Mucosal CD8 cells may play a role in the downregulation of an allergic response. Initial exposure to allergen-naïve T cells default to a Th2 cytokine pattern and production of immunoglobulin E (IgE). Repeated exposure to TGF-β produced by antigen-driven CD4 regulator cells generates a population of CD8 regulatory cells. These cells react with Qa-1 markers on activated CD4Th2 cells and downregulate IgE synthesis.
Activation-Induced Cell Death
Antigen-driven expansion of T cells and B cells can be inhibited by a process called activation-induced cell death (AICD). Cell death is mediated by FasL–FasR engagement. Fas ligand (FasL) is a homotrimeric membrane molecule on the regulator cells that bind three Fas molecules on target cells. Clustering of Fas receptor (FasR) molecules brings intracellular death domains and adaptor proteins close to create a death-inducing signal complex (DISC). Engagement of FasL and FasR activates the DISC complex and triggers downstream endonucleases that degrade deoxyribonucleic acid (DNA).

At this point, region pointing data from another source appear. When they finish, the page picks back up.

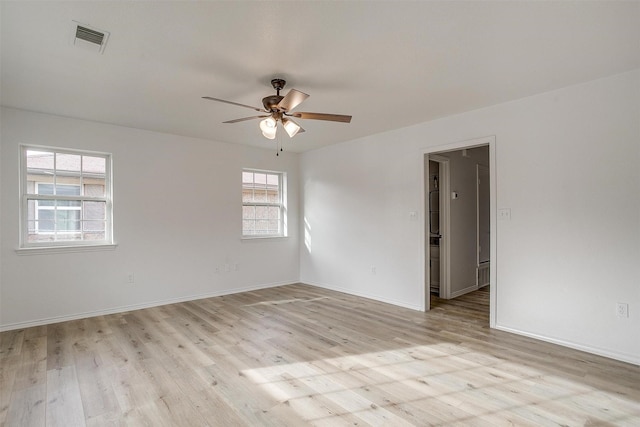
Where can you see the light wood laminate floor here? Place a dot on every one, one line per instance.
(299, 355)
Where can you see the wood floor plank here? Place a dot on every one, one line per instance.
(300, 355)
(64, 403)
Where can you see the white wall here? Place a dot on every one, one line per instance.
(567, 164)
(177, 216)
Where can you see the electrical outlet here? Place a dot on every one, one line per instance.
(622, 309)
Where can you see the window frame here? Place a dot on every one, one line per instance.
(281, 204)
(26, 196)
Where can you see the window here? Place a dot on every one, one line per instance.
(263, 204)
(66, 198)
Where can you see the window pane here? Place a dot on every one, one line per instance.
(247, 177)
(39, 160)
(273, 196)
(94, 165)
(247, 195)
(67, 220)
(248, 227)
(94, 190)
(46, 220)
(94, 210)
(44, 189)
(260, 179)
(93, 226)
(259, 196)
(261, 212)
(248, 212)
(68, 162)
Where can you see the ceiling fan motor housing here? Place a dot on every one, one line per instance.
(271, 102)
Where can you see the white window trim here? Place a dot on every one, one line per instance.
(26, 247)
(282, 204)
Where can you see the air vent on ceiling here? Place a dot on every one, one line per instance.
(89, 37)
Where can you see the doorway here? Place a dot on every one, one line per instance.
(459, 237)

CD4 regulator cells express FasL, and activated T cells express both FasR and FasL. FasL–FasR interactions between the regulatory and effector cells is often fatal to the activated T cell. Reduction in activated T cells downregulates the immune response. However, termination of an immune response also requires “suicide” by any remaining activated T cells. Autologous killing is achieved by the cleavage of the membrane-bound FasL by a zinc-dependent metalloprotease called matrilysin. Soluble FasL binds to FasR on the same cell in an autocrine manner to kill the T cell and terminate the response (Figure 22-6).

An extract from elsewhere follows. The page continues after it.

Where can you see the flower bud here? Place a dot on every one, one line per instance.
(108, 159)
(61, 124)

FasL–FasR Engagement and Disease
Defective FasL–FasR engagement plays a role in select autoimmune diseases. In animal models of systemic lupus erythematosus (SLE), auto-reactive cells persist in the host because of defective FasL–FasR interactions. FasR-induced apoptosis may also play a role in the termination of viral diseases. Human immunodeficiency virus (HIV)–infected CD4 cells express high numbers of FasR. It has been proposed that the destruction of HIV-infected CD4 cells may be the result of FasL–FasR interactions. In the case of HIV infections, the mechanism may serve as an alternative to classic cytotoxic T cell killing mediated by perforin and granzymes.
Idiotype Network Theory
The idiotype network theory was proposed by Jerne in 1974 as a means for explaining immune modulation. The amino acid sequences in the complementarity-determining regions (CDRs) of antibodies that make contact with the antigen are a mirror image of the antigen that stimulated its production. Each CDR amino acid sequence is called an idiotope. Although most idiotopes are associated with the antigen-binding region of the antibody, they can be associated with other sites on the antibody. Collectively, clusters of idiotopes in and around the CDR are called the antibody idiotype.

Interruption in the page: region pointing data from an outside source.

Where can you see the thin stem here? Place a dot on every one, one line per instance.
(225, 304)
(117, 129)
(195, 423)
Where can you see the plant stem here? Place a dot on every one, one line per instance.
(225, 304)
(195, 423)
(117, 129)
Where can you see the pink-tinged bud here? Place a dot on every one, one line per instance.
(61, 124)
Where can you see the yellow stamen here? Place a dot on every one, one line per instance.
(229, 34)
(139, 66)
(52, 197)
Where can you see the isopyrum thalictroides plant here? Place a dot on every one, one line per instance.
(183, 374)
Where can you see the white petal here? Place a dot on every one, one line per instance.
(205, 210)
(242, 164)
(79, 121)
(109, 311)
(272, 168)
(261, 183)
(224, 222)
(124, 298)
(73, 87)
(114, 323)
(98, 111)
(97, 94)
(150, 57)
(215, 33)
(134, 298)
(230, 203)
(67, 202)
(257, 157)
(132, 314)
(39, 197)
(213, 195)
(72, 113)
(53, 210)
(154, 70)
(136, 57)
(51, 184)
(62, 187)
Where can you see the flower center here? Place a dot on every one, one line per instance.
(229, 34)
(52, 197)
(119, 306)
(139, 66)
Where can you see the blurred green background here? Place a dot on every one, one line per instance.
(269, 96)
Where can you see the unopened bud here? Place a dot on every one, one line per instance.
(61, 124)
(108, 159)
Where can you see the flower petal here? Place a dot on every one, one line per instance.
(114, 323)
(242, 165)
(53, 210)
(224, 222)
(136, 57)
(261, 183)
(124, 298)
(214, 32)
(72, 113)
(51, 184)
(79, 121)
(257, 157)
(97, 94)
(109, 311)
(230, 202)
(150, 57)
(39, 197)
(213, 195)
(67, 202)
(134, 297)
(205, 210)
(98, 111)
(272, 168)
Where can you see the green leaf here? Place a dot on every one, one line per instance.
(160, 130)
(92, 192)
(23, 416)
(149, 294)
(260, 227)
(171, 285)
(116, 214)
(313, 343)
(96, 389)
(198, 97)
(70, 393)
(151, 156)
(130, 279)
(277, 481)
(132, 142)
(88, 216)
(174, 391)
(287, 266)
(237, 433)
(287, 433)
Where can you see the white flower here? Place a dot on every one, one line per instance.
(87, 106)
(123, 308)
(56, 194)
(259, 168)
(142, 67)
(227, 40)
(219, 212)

Idiotopes are considered foreign to the host, and antibodies directed at the idiotype can be generated. Mechanistically, the initial antibody idiotope (Ab1) is the three-dimensional mirror image of the antigen that elicited its production. To interact with Ab1, the anti-idiotope antibody (Ab2) would have a CDR that is consistent with the three-dimensional structure of the antigen that stimulated the production of Ab1. Since Ab2 has the structure of a specific antigenic epitope, it can react with the TCR or BCR of the lymphocyte clone that is specific for the antigen and block the engagement of the TCR and antigen-loaded class I or II glycoproteins (Figure 22-7) on dendritic cells.
The immune response to idiotypes located outside the CDRs facilitates the formation of large immune complexes. Interactions between the immune complexes and FcγRIIB activate a cytoplasmic ITIM that downregulates auto-reactive B cells.